When out photographing, I’ve come to think about windows as metaphors for gateways to the human mind.  Windows can give us a hint about what is going on in there.


But often they simply reflect the world back at itself.


If they reflect anything more than the sky.


Abandoned.  The Central State institution is abandoned.  I think many of the people are as well.  One of the people on the shoot is a school speech therapist and as we were walking around this morning, she was describing the plight of of some young people going into the world after high school who stand little chance of anything meaningful in employment.  Somewhat retarded, they aren’t retarded enough to qualify for the help that is provided and they don’t have, and likely will never have, the skills needed to survive in the world.


This is Memorial Day.  My dad and all of my uncles who went into World War II came home safely, some level of miracle.  As we remember those who sacrificed for freedom, let us also remember those who are being passively sacrificed right here at home.

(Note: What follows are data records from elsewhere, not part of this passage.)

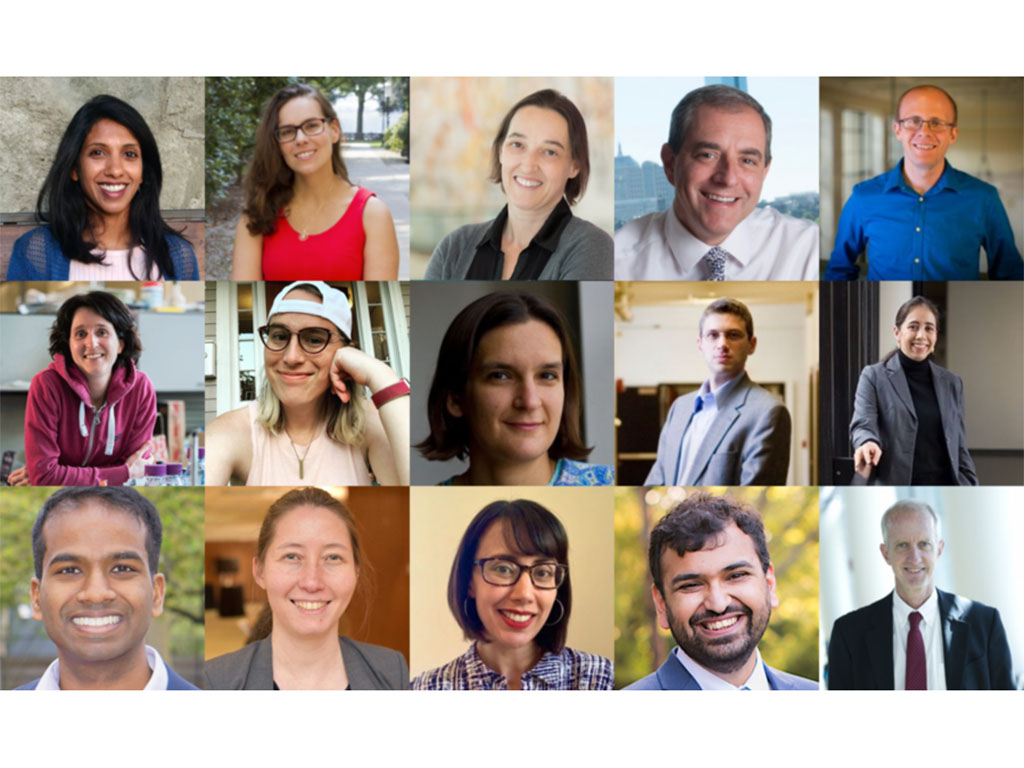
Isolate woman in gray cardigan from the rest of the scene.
[424,88,614,280]
[203,487,409,690]
[850,296,978,485]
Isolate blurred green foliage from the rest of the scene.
[206,77,409,205]
[0,487,206,672]
[614,487,818,688]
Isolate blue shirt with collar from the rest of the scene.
[825,160,1024,281]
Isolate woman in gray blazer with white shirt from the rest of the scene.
[203,487,409,690]
[850,296,978,485]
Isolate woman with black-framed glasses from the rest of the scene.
[412,499,613,690]
[231,83,398,281]
[206,281,409,485]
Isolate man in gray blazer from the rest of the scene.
[644,298,791,485]
[627,493,818,690]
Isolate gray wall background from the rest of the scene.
[410,281,614,485]
[0,78,206,213]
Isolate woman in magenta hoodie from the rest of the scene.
[11,291,157,485]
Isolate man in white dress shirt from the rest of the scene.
[14,486,196,690]
[827,501,1014,690]
[615,85,818,281]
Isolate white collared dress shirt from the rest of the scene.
[893,589,946,690]
[36,645,167,690]
[615,207,818,281]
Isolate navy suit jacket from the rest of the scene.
[827,590,1014,690]
[626,648,818,690]
[14,665,199,690]
[644,372,791,485]
[850,354,978,485]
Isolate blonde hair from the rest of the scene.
[256,372,367,447]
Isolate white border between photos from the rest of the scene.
[0,0,1024,766]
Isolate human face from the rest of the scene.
[263,288,342,407]
[278,96,341,174]
[697,312,758,387]
[662,106,768,246]
[68,307,125,379]
[71,118,142,222]
[651,523,778,684]
[881,508,945,608]
[253,506,359,636]
[31,500,164,664]
[499,106,580,215]
[893,306,939,361]
[447,319,565,464]
[893,88,959,168]
[469,520,558,649]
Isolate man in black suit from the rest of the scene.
[827,501,1015,690]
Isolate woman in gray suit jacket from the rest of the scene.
[850,296,978,485]
[203,487,409,690]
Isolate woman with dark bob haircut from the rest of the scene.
[850,296,978,485]
[231,83,398,281]
[7,95,200,281]
[203,487,409,690]
[416,292,614,485]
[8,291,157,485]
[424,88,614,280]
[412,499,613,690]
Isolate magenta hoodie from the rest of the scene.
[25,354,157,485]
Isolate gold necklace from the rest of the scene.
[285,426,315,480]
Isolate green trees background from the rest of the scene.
[614,487,818,688]
[0,487,206,687]
[206,77,409,205]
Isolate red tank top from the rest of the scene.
[263,186,374,281]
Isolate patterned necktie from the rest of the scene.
[906,610,928,690]
[701,246,729,280]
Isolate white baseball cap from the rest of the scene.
[267,280,352,338]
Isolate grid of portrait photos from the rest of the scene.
[0,75,1024,701]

I don’t want to leave the impression that we have pulled the plug on all those people who came out of Central State.  We haven’t.  But care is needed for a lot of people, more care than is being provided.  Let’s remember that too.

Water

Photo Venture Camera Club went to Spring Mill State Park this past weekend and befitting the fact that rainfall is over 50% above normal, I found that most of my shots involved water in one form or another.  We were fortunate though, it didn’t rain until Saturday midafternoon.

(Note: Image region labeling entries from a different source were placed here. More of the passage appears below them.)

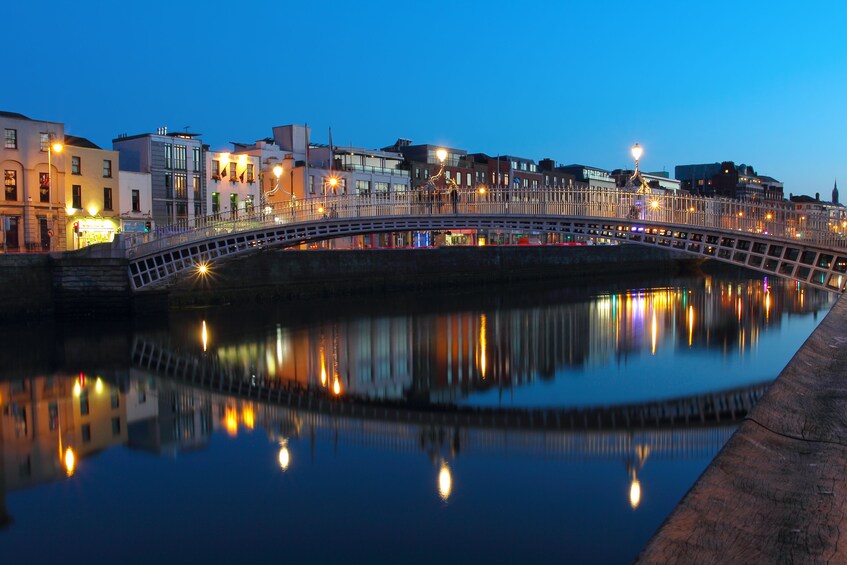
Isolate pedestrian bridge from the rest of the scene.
[122,189,847,292]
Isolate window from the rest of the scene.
[174,173,188,200]
[79,390,89,416]
[38,173,50,202]
[3,169,18,200]
[174,145,188,171]
[71,184,82,210]
[3,128,18,149]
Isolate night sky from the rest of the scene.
[9,0,847,200]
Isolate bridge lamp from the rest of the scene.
[630,143,644,166]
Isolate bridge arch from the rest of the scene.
[126,190,847,292]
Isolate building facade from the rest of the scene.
[112,127,207,226]
[62,135,121,249]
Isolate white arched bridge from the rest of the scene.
[123,189,847,292]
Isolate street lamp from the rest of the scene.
[47,139,65,251]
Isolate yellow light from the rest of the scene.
[630,143,644,161]
[278,443,291,471]
[438,461,453,502]
[65,447,76,477]
[241,406,255,430]
[224,407,238,437]
[629,477,641,510]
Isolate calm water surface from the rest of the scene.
[0,266,834,563]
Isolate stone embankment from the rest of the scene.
[638,290,847,564]
[0,245,687,320]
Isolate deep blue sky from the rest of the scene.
[8,0,847,196]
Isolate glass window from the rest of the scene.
[3,169,18,200]
[174,145,188,171]
[38,173,50,202]
[3,128,18,149]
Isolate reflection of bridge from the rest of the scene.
[124,189,847,292]
[132,338,768,431]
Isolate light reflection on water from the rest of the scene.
[0,270,833,562]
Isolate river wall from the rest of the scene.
[0,245,690,322]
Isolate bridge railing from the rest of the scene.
[125,188,847,256]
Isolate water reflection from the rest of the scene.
[166,277,834,406]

It’s surprising what lengthening out the exposure does for images of flowing water.  The image above was about .3 sec. in duration.  If you had walked past the stream you probably would have done just that, walked past.  Human vision is fast enough that you would not have seen the silky effect a camera can show.


It’s just a matter of learning what to look for and hoping for the best.

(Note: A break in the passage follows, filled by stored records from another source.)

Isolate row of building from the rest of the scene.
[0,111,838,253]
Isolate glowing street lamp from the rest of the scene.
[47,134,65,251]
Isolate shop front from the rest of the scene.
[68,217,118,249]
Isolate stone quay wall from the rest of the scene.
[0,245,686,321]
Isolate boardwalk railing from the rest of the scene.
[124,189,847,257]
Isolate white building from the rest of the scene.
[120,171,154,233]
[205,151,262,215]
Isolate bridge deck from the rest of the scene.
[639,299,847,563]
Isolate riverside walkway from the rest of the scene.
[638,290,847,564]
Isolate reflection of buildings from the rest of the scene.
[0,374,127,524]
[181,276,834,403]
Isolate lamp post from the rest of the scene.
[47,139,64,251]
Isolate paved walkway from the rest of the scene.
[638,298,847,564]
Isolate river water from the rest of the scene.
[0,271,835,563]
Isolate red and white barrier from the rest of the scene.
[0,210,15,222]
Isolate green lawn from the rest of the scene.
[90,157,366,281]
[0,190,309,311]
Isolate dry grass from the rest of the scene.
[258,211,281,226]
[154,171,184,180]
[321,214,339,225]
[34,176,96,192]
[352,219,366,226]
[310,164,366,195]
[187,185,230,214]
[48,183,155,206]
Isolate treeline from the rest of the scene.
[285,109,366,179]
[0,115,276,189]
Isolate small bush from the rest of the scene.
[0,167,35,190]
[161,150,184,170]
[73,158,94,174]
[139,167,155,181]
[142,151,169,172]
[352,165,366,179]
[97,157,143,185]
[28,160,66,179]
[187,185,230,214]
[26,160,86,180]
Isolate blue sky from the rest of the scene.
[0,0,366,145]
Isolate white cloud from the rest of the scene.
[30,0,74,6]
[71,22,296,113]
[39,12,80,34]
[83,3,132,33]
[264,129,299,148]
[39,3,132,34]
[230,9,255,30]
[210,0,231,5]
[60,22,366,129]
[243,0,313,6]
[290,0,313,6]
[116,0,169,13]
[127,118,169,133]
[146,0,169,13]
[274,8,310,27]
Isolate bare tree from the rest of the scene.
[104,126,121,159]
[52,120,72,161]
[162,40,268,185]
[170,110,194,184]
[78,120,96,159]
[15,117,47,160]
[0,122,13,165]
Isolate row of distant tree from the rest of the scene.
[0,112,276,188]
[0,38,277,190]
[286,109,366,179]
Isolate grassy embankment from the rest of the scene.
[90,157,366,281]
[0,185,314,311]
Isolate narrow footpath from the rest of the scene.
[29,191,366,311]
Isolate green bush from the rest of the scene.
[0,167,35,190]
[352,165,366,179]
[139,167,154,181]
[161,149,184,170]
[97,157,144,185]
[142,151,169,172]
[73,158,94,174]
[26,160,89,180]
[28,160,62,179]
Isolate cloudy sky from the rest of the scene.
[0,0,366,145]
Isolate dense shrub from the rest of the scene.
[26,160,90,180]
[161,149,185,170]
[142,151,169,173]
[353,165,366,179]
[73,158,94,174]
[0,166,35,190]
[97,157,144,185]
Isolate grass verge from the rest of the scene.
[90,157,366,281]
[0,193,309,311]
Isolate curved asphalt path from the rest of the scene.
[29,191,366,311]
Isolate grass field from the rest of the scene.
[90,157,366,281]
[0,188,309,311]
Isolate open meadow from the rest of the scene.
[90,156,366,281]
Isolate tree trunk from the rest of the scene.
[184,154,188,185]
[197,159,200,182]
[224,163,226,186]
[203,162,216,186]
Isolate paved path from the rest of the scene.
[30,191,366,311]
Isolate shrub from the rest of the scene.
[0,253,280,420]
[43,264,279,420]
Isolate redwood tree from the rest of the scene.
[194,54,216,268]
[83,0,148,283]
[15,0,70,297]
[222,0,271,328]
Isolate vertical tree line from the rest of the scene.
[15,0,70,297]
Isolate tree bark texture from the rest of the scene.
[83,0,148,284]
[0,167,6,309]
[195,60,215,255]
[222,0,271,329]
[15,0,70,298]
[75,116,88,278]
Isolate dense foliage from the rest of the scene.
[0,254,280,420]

But once you see the possibilities it can get tedious for those with you.  You’re snapping away and they probably don’t see the possibilities.  Which is fine, they see something else.


It can be very satisfying to see a possibility and have it pan out.  Digital photography helps a great deal here.  We can take chances and shoot a lot of scenes that might (probably) won’t be interesting once we see them on the computer.  But there is no particular cost.  I took 600 pictures in about 24 hours.  Perhaps 2% of them are worth looking at.


We weren’t the only ones on the water.


That’s why I love photography.

This morning

It was a varied morning of shooting.


I’ve been following this trillium sessile for a few days and it is getting ready to pop.  It will be purple.  It is in the backyard.

Becky and I went to the Ecolab at Marion University later in the morning, a good place to go just about any time of the year but Spring seems to best suit it.


The bluebells are in bloom there.

The lily pads were dancing and who wouldn’t join them?


It was a good morning.


It was a spiritual morning, a morning to know we are connected to all life in this world.